In recent years, there are more and more speech/phonetic recognition systems being widely applied in various technical fields, such as telephone voice system, voice input device or media interactive device, and so on.
One of which is a multi-language speech recognition method and system disclosed in TW. Pat. Publ. No. 574684. The aforesaid speech recognition method includes the steps of: receiving information reflecting the speech, determining at least one broad-class of the received information, classifying the received information based on the determined broad-class, selecting a model based on the classification of the received information, and recognizing the speech using the selected model and the received information. Thereby, the disadvantages of the match-trained Hidden Markov Model (HMM), i.e. the parameters of the match-trained HMM are tuned to its match channel environment and the match-trained HMM may recognize speech in its match channel environment more accurately than a mix-trained HMM. However, the match-trained HMM may not recognize speech in a non-matching channel environment as well as the mix-trained HMM, can be improved.
One another such speech/phonetic recognition system is an independent real-time speech recognition system disclosed in TW. Pat. Publ. No. 219993. In the aforesaid system, a speech signal is first being converted into an analog speech signal that is then being fed to an amplifier for amplification, and then the amplified analog speech signal is converted into a serial digital signal and further into a parallel digital signal by the use of a analog-to-digital converter. Thereafter, a digital processor is used for performing a preprocessing operation, a feature extracting operation and a voice activity detection so as to obtain a multi-level fixed-point linear predictive coefficient, that is stored in a training process to be used as referencing sample, and is measured by a symmetry-rectified dynamic programming matching algorithm and compared with referencing samples for obtaining a speech recognition result.
Moreover, there is an emotion-based phonetic recognition system disclosed in TW. Pat. Publ. No. I269192, which includes a classification algorithm and an emotion classification module established basing upon a field-independent emotion database containing emotions responding to specific phonetic notations. The aforesaid emotion classification module is embedded with an automatic rule generator capable of performing a data-mining centering on phonetic notations that is able to map a speech into a vector space according to the emotion-inducing elements concluded from emotion psychology and thereby performs a training process for classifying the emotion of the speech. Accordingly, the aforesaid emotion-based phonetic recognition system is able to effective improve the emotion communication ability of a human-machine interface as one of the interesting challenges in the community of human-computer interaction today is how to make computers be more human-like for intelligent user interfaces.

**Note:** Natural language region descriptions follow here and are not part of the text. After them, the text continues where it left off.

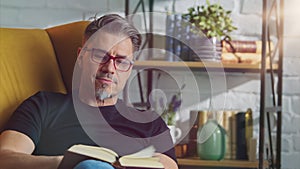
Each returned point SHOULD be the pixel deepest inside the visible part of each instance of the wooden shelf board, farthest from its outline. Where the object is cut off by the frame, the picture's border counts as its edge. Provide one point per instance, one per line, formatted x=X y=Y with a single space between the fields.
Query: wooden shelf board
x=194 y=161
x=155 y=64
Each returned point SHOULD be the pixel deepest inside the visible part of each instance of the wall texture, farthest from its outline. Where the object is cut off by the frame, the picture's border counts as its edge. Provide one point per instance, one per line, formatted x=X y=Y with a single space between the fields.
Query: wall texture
x=242 y=89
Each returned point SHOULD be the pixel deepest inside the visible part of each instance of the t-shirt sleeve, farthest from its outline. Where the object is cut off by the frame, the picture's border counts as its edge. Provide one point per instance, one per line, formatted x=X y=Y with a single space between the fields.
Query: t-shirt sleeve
x=29 y=116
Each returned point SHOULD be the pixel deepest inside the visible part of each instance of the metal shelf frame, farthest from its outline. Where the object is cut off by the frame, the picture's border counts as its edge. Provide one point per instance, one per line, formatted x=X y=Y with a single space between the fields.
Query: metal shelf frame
x=269 y=7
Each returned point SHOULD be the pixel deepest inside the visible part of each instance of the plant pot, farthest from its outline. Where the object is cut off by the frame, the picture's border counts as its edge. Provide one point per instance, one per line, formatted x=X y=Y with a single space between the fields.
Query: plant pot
x=205 y=49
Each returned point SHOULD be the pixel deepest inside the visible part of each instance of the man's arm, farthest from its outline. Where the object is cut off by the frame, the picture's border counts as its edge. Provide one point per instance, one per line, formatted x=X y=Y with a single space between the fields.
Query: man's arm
x=15 y=153
x=168 y=162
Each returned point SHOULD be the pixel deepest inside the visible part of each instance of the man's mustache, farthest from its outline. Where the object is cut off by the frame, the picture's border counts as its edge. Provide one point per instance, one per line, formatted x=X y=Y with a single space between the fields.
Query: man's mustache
x=106 y=76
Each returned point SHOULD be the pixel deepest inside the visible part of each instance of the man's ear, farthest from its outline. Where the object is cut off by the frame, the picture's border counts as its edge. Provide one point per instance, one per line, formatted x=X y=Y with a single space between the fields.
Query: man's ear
x=79 y=57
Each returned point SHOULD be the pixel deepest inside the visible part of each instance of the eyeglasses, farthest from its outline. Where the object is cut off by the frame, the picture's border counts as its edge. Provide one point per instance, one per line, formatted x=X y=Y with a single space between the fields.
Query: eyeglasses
x=102 y=57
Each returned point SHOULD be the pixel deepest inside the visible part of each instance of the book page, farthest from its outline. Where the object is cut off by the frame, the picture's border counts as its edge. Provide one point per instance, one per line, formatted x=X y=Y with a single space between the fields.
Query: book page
x=144 y=153
x=100 y=153
x=151 y=162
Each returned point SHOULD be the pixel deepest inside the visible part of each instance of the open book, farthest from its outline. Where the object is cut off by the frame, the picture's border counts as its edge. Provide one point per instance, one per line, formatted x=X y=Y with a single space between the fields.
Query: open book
x=141 y=159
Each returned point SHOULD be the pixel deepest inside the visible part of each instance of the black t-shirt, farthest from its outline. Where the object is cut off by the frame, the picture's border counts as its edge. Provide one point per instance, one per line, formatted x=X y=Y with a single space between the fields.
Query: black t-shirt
x=52 y=123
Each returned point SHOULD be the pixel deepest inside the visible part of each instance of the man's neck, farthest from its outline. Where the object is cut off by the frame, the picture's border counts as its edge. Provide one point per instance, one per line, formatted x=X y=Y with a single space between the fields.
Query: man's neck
x=93 y=101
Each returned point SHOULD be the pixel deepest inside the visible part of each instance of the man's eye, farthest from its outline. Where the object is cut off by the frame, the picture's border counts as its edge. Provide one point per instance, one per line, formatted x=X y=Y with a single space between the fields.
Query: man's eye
x=121 y=61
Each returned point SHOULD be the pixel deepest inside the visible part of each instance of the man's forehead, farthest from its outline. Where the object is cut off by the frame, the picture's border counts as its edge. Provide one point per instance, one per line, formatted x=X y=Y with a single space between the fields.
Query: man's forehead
x=107 y=40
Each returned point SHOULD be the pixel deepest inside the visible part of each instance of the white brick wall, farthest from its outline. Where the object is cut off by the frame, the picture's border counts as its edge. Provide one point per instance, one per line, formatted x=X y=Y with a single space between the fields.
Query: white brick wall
x=243 y=90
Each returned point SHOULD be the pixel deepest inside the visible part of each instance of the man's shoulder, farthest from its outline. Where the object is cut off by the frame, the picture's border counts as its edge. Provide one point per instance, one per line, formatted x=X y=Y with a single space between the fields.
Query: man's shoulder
x=50 y=94
x=49 y=97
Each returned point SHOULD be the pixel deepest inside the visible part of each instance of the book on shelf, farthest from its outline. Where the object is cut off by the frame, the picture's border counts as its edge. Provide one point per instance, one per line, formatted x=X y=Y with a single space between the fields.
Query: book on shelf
x=197 y=119
x=250 y=58
x=245 y=46
x=241 y=145
x=141 y=159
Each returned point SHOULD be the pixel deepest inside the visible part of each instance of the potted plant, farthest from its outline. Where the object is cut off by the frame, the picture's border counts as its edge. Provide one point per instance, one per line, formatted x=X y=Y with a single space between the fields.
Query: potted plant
x=212 y=19
x=215 y=23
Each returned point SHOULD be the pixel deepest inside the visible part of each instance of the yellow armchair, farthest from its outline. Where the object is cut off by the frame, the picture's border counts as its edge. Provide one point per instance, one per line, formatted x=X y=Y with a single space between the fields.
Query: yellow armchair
x=33 y=60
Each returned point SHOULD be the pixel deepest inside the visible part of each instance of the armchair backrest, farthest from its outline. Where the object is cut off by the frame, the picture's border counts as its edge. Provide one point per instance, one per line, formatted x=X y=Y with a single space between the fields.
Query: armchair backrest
x=33 y=60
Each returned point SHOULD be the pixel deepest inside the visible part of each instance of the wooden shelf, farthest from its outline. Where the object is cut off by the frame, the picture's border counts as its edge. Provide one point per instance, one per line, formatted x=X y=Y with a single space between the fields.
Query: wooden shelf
x=194 y=161
x=211 y=66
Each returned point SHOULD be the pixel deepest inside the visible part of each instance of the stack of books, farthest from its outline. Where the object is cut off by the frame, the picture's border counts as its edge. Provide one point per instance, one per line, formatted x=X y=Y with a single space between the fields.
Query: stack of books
x=241 y=51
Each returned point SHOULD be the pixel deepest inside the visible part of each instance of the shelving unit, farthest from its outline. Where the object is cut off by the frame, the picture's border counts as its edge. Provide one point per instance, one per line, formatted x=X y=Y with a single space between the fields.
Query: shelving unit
x=224 y=163
x=263 y=68
x=202 y=66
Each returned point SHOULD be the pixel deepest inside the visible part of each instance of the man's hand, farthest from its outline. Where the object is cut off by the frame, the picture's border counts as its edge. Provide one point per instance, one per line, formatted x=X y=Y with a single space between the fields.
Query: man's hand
x=15 y=153
x=168 y=162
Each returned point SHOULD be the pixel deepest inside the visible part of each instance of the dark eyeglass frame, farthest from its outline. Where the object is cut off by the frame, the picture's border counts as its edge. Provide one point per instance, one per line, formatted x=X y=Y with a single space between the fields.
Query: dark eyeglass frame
x=109 y=57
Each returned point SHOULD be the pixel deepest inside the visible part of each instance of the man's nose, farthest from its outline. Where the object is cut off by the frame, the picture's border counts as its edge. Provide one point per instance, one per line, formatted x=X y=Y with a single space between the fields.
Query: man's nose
x=109 y=66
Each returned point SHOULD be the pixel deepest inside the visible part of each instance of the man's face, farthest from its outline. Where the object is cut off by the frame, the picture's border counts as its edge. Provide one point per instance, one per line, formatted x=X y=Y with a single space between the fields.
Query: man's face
x=106 y=80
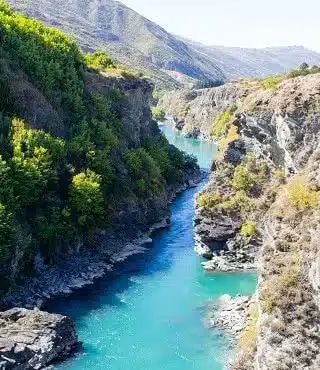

Furthermore, there is a method and system for phonetic recognition disclosed in TW. Pat. Publ. No. 508564. In the method and system for phonetic recognition, the phonetic sound can be analyzed in timbre characteristic for allowing the user's timbre to be recognized, while variation in volume of the phonetic sound can be analyzed so as to tell the user's emotional condition.
In addition to the aforesaid patents, there are many U.S. patents relating to emotion and phonetic recognition that are able to recognize a human emotion through the detection of pulse, heart beat or respiration rate, etc., and are applicable to lie detectors.
However, among those related patents or those consumer products currently available on the market, there is no food processor that is designed with phonetic/speech recognition function for facilitating a use to interact with the food processor through voice communication and thus directing the operation of the food processor.